Poems
by ClairE Helakoski
Ouroboros
My son might have something terrible
where his body attacks itself, circles around
and bites, too many white blood cells.
And if he does, our lives might be hospitals and infections.
And if he does, I gave it to him from my genes,
a poison I grew inside of him as he grew inside of me.
I am living in a box with no windows or air holes,
it’s dark and I am afraid, I can’t breathe,
but I am most afraid of the box being lifted,
of seeing a future where my son is sick,
of the overbright light of a situation I created,
birthed into being.

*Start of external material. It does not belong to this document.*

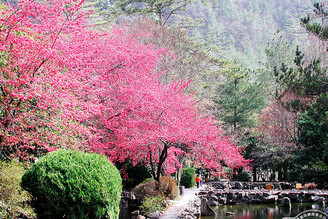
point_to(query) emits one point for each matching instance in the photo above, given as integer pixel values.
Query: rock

Of the truth that my son might die
just because of the strands I passed down, the helix roots
of something evil, and perhaps this is Eve’s bite
of the apple because mothers give life to their children
and something sinful might be living inside,
a snake of DNA and we have given it,
we have given it to all of humanity,
a twisting darkness that will go on and on and on.
I Depend On Things Like
A button re-sewn—red thread on a navy shirt,
How her hands wind the string and press the tea bag
against the spoon. A heart-shaped birthmark
right at the crease of the upper thigh.
Scattered footprints of a joyful dog in snow.
A bird that flutters against my boots,
flashing its yellow-tinted wings.
Beaded mist against red spring branches.
Things like these lift me
on days of wear and weariness.
Despite the dirty dishes, skinned knees,
bucked bedtimes, crusted playdough.
Amidst the bombs and carnage,
people starving, drowning, dead,
still there exist toddlers' silken pigtails,
the exuberance of forsythia in spring,
and if ever things like these don’t lift my lips,
I will pick up a stone and peer beneath,
or throw it, just to hear the sound,
or pocket it: ballast, to keep me standing.
Forest Hymn
Walking over rib bones
of a railroad skeleton.
The forest a cathedral
resplendent as stained glass.
A reverence, a silence
more lovely than bells.
Looming black and chrome,
specter of an ancient car
amidst trees and bark,
pure as virgins. Lacework
of canopy, embroidered leaves
along the path. We bow our heads
under crossed branches. Spirits of
birch sing a chorus. I step along
crosstie vertebrae made verdant,
a history reshaped and rooted
in soil. Burial mounds of industry
haunt this hallowed hush.
Ghosts are holy here, in the forest
everything has an afterlife.
​​​​​​BIO
Claire Helakoski lives in Hancock, Michigan, and teaches writing classes along with acting as Assistant Writing Center Director at Michigan Technological University. Claire has an MFA in Creative Writing and a BA in Creative Writing and French Linguistics. Her poetry has recently appeared in In Parentheses. She lives with her husband, two children, and a golden doodle.